The New York Times recently had an article on the pending demise of free checking (Free Checking Could Go the Way of Free Toasters, Jan 23). As the article notes, free-fee checking accounts had become the norm in recent years but that is likely to change this year:
The biggest impact on checking accounts, however, is likely to come from new regulations governing overdraft protection. Starting in July, banks will need explicit permission from customers before allowing them to use their debit cards to spend more than they have in their bank accounts on a one-time purchase. Similar restrictions will apply to A.T.M. withdrawals.

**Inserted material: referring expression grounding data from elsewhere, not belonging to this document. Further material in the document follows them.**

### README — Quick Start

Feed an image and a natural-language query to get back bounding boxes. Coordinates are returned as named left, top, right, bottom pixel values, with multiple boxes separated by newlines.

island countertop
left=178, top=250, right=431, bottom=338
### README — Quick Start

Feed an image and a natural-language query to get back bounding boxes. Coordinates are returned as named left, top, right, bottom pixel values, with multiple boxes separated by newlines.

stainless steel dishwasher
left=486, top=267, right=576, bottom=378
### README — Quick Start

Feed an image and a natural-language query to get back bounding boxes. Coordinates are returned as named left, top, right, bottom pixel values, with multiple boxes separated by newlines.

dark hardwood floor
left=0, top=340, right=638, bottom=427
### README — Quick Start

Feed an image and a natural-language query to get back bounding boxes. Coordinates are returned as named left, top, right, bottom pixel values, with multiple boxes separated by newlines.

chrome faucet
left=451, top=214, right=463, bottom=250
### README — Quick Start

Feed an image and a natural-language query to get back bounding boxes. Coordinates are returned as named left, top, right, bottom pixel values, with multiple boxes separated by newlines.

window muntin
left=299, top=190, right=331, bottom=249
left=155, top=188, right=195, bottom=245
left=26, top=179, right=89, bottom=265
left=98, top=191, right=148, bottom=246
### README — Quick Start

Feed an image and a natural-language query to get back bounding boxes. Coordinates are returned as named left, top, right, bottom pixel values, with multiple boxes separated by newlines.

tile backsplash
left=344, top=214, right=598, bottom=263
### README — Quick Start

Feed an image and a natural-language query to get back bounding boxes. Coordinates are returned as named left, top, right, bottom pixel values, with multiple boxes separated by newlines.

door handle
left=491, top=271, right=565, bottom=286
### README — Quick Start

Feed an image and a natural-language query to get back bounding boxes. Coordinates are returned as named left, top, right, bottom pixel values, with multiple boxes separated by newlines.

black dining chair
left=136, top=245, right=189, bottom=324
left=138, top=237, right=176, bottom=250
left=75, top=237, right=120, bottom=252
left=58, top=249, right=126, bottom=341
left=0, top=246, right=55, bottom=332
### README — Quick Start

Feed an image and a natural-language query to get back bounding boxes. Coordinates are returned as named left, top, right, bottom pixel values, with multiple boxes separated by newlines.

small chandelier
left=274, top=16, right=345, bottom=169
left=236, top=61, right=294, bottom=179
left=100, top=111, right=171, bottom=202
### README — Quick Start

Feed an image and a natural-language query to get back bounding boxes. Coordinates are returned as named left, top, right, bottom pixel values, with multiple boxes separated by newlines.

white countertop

Banks earn billions in overdraft fees, money that helps pay for free checking. A chunk of that revenue will disappear when some consumers elect not to sign up for the opportunity to spend more than they have. This week, Bank of America said that $160 million in overdraft fee revenue had already disappeared, because of changes it made in its policies ahead of the new federal rules.
How do you get to a nine figure sum of overdraft fees? Consider this:
G. Michael Flores of the financial services consulting firm Bretton Woods estimates that the average customer paid 12 overdraft or other insufficient-fund charges in 2009, often at $25 or $30 per transgression.
That is, free checking accounts owe their existence to bookkeeping challenged chumps.
I am teaching service ops this term and this article got me thinking about one of my favorite readings for the course, Frances Frei’s article “The Four Things a Service Business Must Get Right” (HBR, Apr 2008). One of those four things is the funding mechanism. That sounds curious. Why isn’t this just a pricing problem? The issue is that with many services the “price” can be a little clouded and what the customer gets for what she pays is also ambiguous. To see the point (which is also articulated by Frei in some of her articles), think about your car. Whoever made it can’t control what you do with it, which is fine since what you do doesn’t generally cost them anything. Now think about your bank. The bank may get paid for providing your checking account through a monthly fee or by paying you an insulting low interest rate. Like the car company they cannot completely control what you do. But now that costs them something. If you come in every day to deposit $134 in loose coins, you are probably getting more than you paid for.
So is it bad that free checking is going away? On the whole, I think not. I’d prefer that my account not be subsidized by taking advantage of the clueless. That said, it also seems reasonable that the bank imposes fees to discipline the careless. The question I have is what does it cost to offer a checking account? I realize that prices are not necessarily tied to the cost of production. However, an FDIC insured checking account is basically a commodity so it should trade pretty close to cost. If we go back to a world of fees and minimum deposits (although the NYT article discusses why that may not happen), how much should I expect to pay for a checking account? I don’t think it should be that much. The economics of banking seem to have changed significantly over the last ten years or so. There is essentially no regular bill I pay by check. If I can’t bill it directly to a credit card, I pay over the web. That has got to be a lot cheaper than processing checks. Maybe I don’t deserve a free checking account but I think I should get one for next to nothing.